A key result for that objective might be we need to have 100 more keywords rank in the top ten of search engine result pages. Another might be that we need to generate 25% more backlinks in 2023, and then our last one might be that we need to move ten striking-distance keywords into the top ten of keywords that they already rank for.

Essentially, if you hit those key results, then the objective must be true.

So the last thing I’m going to talk about is how you measure the success or the progress against your OKRs. So using that example I had earlier, we have we want to generate one hundred more keywords into the top ten of SERPs.

So for example, if we were to move 60 in the time period that we have our OKR set for, then we would land at 60%. OKRs are measured on a scale of 0.0 all the way up to 1.0. So using that example I just gave, we would be at a 0.6 for how far we got in that key result in terms of scoring up against your objective, each one of your key results is put on that scale.

So as a whole, if you score a 0.0 to a 0.3, you really have not made a ton of progress against your OKR. If you score at a 0.3 to a 0.6, then you’ve made mediocre or moderate performance against it or progress against it. But it’s not great.
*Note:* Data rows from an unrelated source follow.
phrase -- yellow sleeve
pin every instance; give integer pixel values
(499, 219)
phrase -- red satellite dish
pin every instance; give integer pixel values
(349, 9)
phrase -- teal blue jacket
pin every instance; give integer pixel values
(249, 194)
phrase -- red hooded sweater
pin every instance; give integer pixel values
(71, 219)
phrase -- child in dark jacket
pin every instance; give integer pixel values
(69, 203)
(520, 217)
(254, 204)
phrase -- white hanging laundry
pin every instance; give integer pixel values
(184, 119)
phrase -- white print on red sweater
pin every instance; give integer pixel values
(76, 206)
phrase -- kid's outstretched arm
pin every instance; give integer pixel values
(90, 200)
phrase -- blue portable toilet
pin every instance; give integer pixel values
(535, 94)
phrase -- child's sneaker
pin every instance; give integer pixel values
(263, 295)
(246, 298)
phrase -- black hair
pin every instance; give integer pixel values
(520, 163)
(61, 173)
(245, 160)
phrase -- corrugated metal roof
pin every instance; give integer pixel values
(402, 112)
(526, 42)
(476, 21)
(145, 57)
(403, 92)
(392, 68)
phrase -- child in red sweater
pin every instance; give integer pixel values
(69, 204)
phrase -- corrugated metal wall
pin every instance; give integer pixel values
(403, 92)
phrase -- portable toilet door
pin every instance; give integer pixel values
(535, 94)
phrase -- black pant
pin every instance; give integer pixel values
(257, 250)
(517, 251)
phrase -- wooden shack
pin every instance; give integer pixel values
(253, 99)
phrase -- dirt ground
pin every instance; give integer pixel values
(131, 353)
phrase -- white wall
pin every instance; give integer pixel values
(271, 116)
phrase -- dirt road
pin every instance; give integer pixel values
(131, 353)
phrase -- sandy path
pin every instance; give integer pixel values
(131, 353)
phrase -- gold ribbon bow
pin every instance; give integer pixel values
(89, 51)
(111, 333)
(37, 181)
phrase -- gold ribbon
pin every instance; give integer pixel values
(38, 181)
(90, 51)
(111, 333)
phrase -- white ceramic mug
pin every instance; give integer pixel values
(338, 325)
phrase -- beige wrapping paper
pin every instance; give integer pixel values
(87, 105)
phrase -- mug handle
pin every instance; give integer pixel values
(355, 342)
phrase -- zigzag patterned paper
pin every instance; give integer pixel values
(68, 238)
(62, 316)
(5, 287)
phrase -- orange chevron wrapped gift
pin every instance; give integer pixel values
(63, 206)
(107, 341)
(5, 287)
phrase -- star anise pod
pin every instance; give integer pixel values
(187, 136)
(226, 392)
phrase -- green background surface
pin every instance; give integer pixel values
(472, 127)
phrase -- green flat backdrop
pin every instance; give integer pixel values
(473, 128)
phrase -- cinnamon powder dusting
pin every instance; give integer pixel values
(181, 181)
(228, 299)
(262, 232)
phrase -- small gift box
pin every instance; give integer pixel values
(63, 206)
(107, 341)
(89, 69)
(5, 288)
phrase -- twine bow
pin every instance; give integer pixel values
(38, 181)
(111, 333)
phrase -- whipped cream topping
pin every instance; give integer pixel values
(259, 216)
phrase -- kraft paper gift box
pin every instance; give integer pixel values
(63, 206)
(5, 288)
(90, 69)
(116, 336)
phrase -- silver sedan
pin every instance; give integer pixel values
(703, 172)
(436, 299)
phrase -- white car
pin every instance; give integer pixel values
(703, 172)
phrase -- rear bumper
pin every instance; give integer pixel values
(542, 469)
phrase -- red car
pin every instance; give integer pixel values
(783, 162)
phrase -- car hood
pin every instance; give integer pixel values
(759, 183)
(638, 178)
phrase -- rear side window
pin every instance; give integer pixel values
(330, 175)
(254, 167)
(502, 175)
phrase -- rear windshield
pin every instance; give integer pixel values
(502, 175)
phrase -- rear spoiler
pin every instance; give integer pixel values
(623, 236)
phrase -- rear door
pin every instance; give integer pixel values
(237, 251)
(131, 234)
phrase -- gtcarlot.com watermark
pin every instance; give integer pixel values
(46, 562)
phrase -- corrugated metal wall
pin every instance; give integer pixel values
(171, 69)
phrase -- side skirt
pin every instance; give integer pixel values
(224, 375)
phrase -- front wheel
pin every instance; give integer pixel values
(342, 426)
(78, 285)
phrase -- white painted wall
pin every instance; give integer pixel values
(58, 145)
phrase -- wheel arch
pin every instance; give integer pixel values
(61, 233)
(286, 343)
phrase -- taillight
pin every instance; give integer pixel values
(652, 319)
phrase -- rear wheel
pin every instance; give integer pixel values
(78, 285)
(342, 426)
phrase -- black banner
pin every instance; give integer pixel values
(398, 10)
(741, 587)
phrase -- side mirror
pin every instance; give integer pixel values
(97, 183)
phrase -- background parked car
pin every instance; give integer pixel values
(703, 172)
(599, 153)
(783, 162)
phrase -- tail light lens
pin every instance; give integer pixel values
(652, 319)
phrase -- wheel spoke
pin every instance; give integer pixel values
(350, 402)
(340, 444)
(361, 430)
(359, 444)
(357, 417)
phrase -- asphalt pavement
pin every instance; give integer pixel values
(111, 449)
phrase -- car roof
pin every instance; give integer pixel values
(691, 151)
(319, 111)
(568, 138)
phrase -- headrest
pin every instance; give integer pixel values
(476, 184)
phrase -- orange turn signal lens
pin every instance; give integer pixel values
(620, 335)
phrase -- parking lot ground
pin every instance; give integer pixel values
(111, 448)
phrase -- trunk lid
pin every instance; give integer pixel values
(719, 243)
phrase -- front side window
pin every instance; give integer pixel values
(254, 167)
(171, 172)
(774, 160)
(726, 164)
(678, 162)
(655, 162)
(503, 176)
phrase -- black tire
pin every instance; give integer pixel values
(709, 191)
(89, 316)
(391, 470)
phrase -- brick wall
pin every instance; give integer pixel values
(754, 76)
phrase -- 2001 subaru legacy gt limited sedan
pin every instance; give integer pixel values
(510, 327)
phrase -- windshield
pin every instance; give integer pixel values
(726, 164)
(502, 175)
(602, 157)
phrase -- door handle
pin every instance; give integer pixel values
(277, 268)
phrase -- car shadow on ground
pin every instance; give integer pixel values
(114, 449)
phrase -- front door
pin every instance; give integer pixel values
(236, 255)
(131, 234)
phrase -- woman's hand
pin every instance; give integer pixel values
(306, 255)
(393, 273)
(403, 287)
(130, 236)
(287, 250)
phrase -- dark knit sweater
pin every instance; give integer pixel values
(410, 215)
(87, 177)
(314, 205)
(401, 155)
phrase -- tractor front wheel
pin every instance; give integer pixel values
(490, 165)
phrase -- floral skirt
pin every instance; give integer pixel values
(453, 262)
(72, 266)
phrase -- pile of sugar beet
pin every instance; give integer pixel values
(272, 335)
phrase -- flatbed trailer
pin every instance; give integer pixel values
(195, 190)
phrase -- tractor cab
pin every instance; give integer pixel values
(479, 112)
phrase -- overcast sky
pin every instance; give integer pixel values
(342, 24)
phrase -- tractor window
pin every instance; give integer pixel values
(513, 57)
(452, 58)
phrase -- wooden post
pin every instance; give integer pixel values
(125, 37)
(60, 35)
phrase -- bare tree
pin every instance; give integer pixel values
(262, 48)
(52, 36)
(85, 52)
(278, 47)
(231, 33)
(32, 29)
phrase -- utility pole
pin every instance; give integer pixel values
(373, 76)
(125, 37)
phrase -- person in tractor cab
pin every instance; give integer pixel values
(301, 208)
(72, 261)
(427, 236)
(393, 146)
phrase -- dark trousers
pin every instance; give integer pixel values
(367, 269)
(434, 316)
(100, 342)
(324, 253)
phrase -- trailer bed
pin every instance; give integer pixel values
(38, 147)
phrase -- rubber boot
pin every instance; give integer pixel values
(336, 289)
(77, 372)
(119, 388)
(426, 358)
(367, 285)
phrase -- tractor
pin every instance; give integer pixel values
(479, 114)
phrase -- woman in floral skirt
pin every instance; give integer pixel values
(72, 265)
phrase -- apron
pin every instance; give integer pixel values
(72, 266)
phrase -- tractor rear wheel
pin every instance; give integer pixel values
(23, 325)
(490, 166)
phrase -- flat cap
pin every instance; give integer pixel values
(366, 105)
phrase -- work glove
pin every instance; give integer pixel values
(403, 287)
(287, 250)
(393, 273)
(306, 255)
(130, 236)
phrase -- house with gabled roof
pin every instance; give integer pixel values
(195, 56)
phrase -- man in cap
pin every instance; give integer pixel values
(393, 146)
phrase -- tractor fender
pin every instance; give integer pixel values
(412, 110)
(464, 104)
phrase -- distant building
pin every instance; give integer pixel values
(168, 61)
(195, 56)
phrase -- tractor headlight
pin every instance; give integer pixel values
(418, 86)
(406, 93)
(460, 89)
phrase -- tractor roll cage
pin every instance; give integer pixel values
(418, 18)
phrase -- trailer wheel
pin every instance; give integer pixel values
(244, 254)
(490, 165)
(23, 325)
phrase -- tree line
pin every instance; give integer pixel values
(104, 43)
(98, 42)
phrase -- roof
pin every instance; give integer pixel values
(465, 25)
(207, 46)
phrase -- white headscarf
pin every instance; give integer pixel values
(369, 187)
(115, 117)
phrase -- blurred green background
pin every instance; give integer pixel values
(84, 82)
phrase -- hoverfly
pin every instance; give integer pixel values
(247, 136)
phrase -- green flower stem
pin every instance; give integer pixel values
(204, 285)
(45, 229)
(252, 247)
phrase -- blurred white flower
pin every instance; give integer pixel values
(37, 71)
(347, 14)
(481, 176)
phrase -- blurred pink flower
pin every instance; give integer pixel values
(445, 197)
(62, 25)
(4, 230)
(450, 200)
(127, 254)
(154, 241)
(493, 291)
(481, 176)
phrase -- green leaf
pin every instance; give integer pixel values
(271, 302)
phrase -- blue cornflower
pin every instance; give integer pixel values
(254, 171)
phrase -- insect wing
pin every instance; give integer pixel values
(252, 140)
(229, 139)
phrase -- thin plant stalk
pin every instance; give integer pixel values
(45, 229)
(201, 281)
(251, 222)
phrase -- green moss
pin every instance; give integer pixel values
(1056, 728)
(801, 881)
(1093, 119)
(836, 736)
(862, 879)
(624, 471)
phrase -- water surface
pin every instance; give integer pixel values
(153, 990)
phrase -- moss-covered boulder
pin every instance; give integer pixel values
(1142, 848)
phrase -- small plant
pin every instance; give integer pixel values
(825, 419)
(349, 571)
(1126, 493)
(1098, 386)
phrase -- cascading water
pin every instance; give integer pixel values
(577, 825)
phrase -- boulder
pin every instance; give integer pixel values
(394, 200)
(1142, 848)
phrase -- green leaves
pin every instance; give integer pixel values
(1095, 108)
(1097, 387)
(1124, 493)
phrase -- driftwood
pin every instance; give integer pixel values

If you’re landing in the 0.7 all the way up to the 1.0, then you made significant progress against your key result. And like I mentioned earlier, one of the important factors of OKRs is you really want to make them to be stretch goals and so landing at a 0.7 or 0.8 is really okay in this example and would be deemed a success and something that you should be proud of.

And one of the last things that I think is really great about OKRs is they take out a lot of the subjectivity, so it’s very black and white on whether you’re making progress or not, because the key results are measurable, trackable and SMART, you can tell very clearly if you’re making progress against it, and it’s not up to the interpretation of somebody versus somebody else.